4. Materials and Methods

4.1. Plant Materials

RILs with distinct seed coat phenotypes, namely, yellow (accession no. 10DS1673) and deep purple (accession no. 10DS1674) were obtained from Korea University Wheat Subgene Bank [40]. Crossbreeding between yellow and deep purple wheat lines resulted in the generation of F2 plants. F3 seeds from each of the 155 F2 plants were selected for use in this study, with three seeds selected from each plant. Seeds were germinated on moistened filter paper at room temperature for 24 h, followed by vernalization at 4 °C in a dark chamber for 4 weeks. Each seedling was then transferred to a Magenta box (6.5 × 6.5 × 20 cm3, Greenpia Technology Inc., Seoul, Republic of Korea) containing polypro mesh. Seedlings were grown in Magenta boxes filled with 180 mL of water for 14 days in the growth facility at 23 °C and a day/night photoperiod of 16 h/8 h.

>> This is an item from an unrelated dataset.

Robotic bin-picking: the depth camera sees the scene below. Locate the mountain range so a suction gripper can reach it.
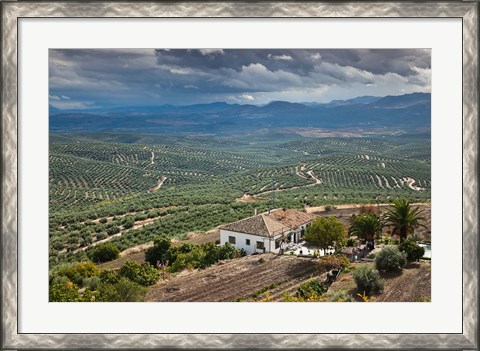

4.2. Anthocyanin and Chlorophyll Content Analysis

For anthocyanin content, homogenized F3 wheat seeds were mixed with 1 mL of methanol–hydrochloric acid (1% HCl, w/v) and incubated at 4 °C for 24 h. The absorbance was measured at 530 and 657 nm using a UV/VIS spectrophotometer (Jenway, Keison Products, Chelmsford, UK) as described previously [41]. The anthocyanin content was determined using the formula Q = (A530 − 0.25A657) × M−1 (Q: anthocyanin yield; A530 and A657: absorption at the indicated wavelengths; M: mass of the plant). The leaves of each F3 plant were ground using liquid nitrogen, and 100 mg of the resulting powder was used for chlorophyll measurements. Chlorophyll content was determined following the method outlined by Hong et al. (2018) [41]. To determine the chlorophyll and carotenoid levels, samples of homogenized 14-day-old wheat seedlings were suspended in 100% acetone at 4 °C in the dark [42]. The homogenized samples were centrifuged at 12,000× g for 10 min, and the supernatant was used for pigment determination. The absorbance of the supernatant was recorded at 470, 644.8, and 661.6 nm using a UV/VIS spectrophotometer. The chlorophyll content was estimated using the extinction coefficients provided by Lichtenthaler (1987) [42].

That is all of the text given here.